Thursday, May 17, 2012
Towards Hybrid Human-Machine Vision Systems: Image Annotation using Crowds, Experts and Machines
Peter Welinder, graduate student, Compuation & Neural Systems
The amount of digital image and video data keeps increasing at an ever faster rate. While ``big data'' holds the promise of leading science to new discoveries, raw image data in itself is not of much use. In order to statistically analyze the data, it must be quantified and annotated. Today's automated methods are not adaptable or accurate enough to annotate much of the available data, and hiring experts is slow and expensive. Crowdsourcing, by which the work is distributed between thousands of non-expert annotators, provides a middle ground, but is still too expensive to scale to millions of images. Instead, we propose a solution of hybrid human-machine vision systems, where the work of both humans and machines is balanced to be as cost-effective and accurate as possible.
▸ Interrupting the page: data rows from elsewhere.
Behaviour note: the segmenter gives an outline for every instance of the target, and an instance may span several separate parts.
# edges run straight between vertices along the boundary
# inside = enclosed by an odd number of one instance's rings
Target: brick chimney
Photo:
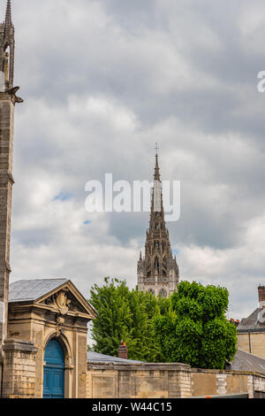
[[[259,286],[258,292],[259,292],[259,307],[261,309],[264,309],[265,308],[265,286]]]
[[[117,357],[119,358],[128,358],[128,347],[126,343],[122,341],[117,350]]]

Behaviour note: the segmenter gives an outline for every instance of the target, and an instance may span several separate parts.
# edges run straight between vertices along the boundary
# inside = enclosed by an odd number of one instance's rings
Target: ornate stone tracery
[[[164,220],[157,154],[155,156],[154,175],[154,184],[155,183],[156,187],[154,185],[152,193],[150,221],[146,237],[145,257],[142,258],[140,253],[138,262],[138,286],[140,290],[149,290],[151,283],[153,285],[153,292],[158,296],[163,287],[166,285],[166,295],[164,291],[162,293],[163,296],[168,296],[177,289],[179,281],[179,272],[176,258],[172,256],[169,231]],[[155,210],[155,198],[161,201],[160,211]]]

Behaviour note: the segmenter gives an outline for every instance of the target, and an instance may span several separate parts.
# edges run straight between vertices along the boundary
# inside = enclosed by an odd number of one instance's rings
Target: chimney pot
[[[117,350],[117,357],[119,358],[128,358],[128,347],[125,341],[121,341]]]

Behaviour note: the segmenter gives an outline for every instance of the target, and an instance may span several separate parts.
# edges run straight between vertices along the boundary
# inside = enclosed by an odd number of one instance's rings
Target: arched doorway
[[[60,343],[49,341],[44,354],[43,397],[64,397],[64,354]]]

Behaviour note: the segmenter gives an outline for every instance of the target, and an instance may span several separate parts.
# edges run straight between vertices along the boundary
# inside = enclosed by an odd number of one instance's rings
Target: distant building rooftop
[[[238,331],[265,331],[264,323],[259,322],[259,313],[261,310],[261,308],[257,308],[247,318],[243,318],[238,326]]]
[[[233,361],[227,363],[226,370],[235,371],[251,371],[254,373],[261,373],[265,374],[265,359],[260,358],[249,352],[238,350]]]
[[[18,281],[9,286],[9,302],[34,301],[56,289],[68,279]]]

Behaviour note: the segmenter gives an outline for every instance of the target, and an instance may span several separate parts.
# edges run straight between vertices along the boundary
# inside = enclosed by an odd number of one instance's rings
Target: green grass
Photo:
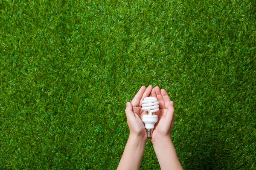
[[[0,0],[0,169],[114,169],[143,85],[184,169],[256,168],[253,0]],[[151,142],[141,169],[160,169]]]

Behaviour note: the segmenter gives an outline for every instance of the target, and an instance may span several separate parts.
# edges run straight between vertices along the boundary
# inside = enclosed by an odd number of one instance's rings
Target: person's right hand
[[[171,137],[171,132],[174,125],[174,107],[167,93],[164,89],[155,87],[152,90],[151,95],[159,102],[159,110],[154,113],[158,116],[158,121],[155,124],[152,136],[153,143]]]

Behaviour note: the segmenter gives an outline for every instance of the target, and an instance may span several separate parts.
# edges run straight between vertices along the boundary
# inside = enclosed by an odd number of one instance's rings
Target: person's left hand
[[[127,118],[127,123],[130,129],[130,136],[135,136],[138,140],[148,140],[147,133],[144,123],[142,122],[142,116],[148,114],[148,112],[142,110],[142,101],[144,98],[148,97],[153,87],[150,85],[146,89],[144,86],[136,94],[131,102],[126,103],[125,114]]]

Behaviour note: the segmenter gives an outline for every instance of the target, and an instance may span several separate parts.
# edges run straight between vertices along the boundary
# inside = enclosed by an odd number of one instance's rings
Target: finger
[[[128,102],[126,103],[126,108],[125,108],[125,114],[127,117],[127,120],[131,120],[135,117],[134,114],[132,111],[132,105],[131,104]]]
[[[151,91],[151,95],[152,96],[152,97],[157,98],[157,94],[156,94],[156,91],[155,91],[155,90],[154,88],[152,89],[152,91]]]
[[[154,88],[155,91],[156,91],[157,100],[158,100],[158,102],[159,102],[159,106],[160,106],[160,108],[166,108],[165,105],[164,105],[164,102],[163,101],[163,96],[161,94],[161,90],[160,90],[160,88],[157,86],[156,86]]]
[[[166,118],[172,121],[174,115],[174,107],[173,106],[174,103],[173,101],[169,102],[168,104],[168,107],[167,108],[167,112],[166,113]]]
[[[146,87],[145,86],[143,86],[140,88],[139,91],[136,94],[134,98],[132,99],[131,101],[131,105],[133,106],[137,106],[140,104],[140,102],[141,99],[141,97],[144,94],[144,92],[146,89]]]
[[[149,85],[148,87],[144,92],[144,94],[143,94],[143,96],[142,96],[141,99],[140,99],[140,102],[139,106],[141,106],[141,105],[142,105],[142,101],[144,100],[144,98],[146,97],[148,97],[149,96],[149,94],[150,94],[152,89],[153,86],[151,85]]]
[[[165,107],[166,108],[168,108],[168,104],[169,104],[169,102],[171,102],[170,97],[169,97],[169,96],[168,96],[168,94],[167,94],[166,91],[166,90],[164,89],[161,89],[161,94],[162,94],[163,99],[164,102],[164,105],[165,105]]]

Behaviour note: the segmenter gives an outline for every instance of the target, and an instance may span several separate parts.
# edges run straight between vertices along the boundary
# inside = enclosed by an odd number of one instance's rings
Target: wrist
[[[154,146],[159,144],[162,144],[166,142],[171,141],[171,136],[165,136],[159,137],[153,141],[152,141],[152,143],[153,144],[153,145]]]
[[[134,142],[145,144],[148,140],[148,138],[145,136],[143,136],[137,134],[130,133],[128,140]]]

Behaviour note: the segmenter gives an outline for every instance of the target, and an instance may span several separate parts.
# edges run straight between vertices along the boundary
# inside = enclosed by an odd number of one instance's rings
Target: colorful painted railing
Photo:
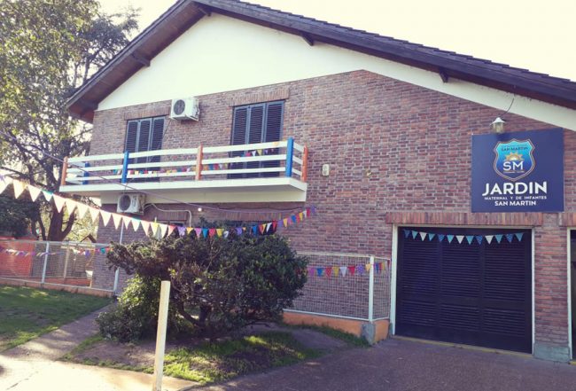
[[[307,181],[307,148],[284,141],[68,158],[62,185],[288,176]],[[158,179],[157,179],[158,178]]]

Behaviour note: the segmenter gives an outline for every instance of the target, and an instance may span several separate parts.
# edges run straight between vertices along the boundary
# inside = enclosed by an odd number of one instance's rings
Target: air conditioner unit
[[[200,106],[198,98],[183,98],[172,99],[170,118],[173,120],[194,120],[198,121],[200,116]]]
[[[144,194],[122,194],[118,197],[116,211],[119,213],[144,215],[145,200],[146,196]]]

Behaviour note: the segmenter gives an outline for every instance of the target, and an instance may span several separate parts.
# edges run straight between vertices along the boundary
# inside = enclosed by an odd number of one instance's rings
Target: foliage
[[[152,337],[158,322],[160,280],[136,276],[119,298],[118,306],[103,312],[96,319],[100,334],[121,342],[131,342]],[[179,329],[174,306],[169,313],[168,330]]]
[[[0,195],[0,233],[19,238],[30,232],[33,222],[40,218],[38,204],[26,199],[24,195],[15,199],[10,185]]]
[[[0,168],[58,190],[61,163],[85,154],[90,129],[67,113],[74,89],[128,43],[136,12],[99,13],[97,0],[0,0]],[[7,136],[6,136],[7,135]],[[41,151],[45,151],[43,153]],[[43,203],[43,239],[63,240],[74,215]]]
[[[113,244],[108,261],[130,274],[170,280],[170,301],[177,314],[211,340],[277,320],[306,283],[307,259],[276,235],[230,233],[228,239],[200,240],[172,235]]]
[[[0,285],[0,351],[56,330],[110,302],[110,299]]]

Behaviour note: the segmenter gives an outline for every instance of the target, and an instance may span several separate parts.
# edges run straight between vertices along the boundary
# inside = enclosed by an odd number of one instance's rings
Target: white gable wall
[[[241,90],[354,70],[444,92],[576,130],[576,111],[451,78],[272,28],[213,14],[205,17],[125,82],[98,110]]]

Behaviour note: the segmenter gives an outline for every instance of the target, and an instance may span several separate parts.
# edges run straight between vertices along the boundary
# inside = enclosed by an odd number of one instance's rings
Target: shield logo
[[[530,140],[499,142],[494,149],[496,157],[494,169],[500,176],[510,181],[518,181],[534,169],[536,161],[533,152],[534,145]]]

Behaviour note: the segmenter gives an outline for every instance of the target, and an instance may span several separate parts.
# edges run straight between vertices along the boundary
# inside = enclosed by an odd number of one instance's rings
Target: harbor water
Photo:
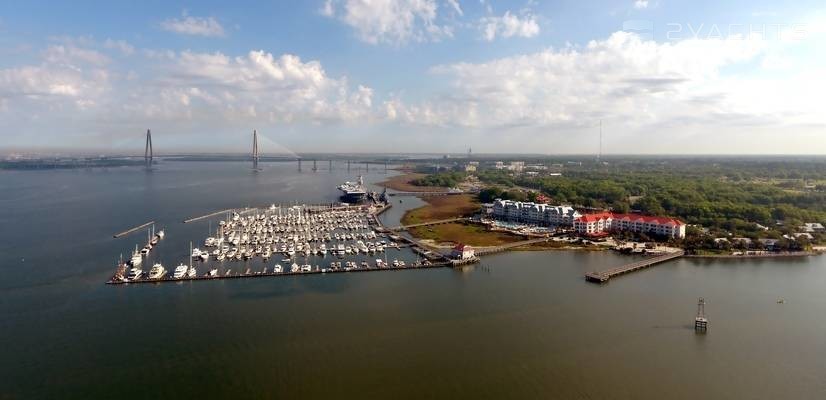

With this goal in mind, we begin by characterizing different types of image annotations, including binary, multi-valued and continuous annotations. We present models for crowdsourcing annotations from expert and non-expert annotators (humans). By trading off the competence, bias and expertise of multiple annotators, we show that it is possible to achieve high quality annotations with very few labels. We show that the number of labels required can be further reduced by actively choosing the best annotators to carry out most of the work. Finally, we study the problem of estimating the performance of automated classifiers (machines) when little ground truth is available.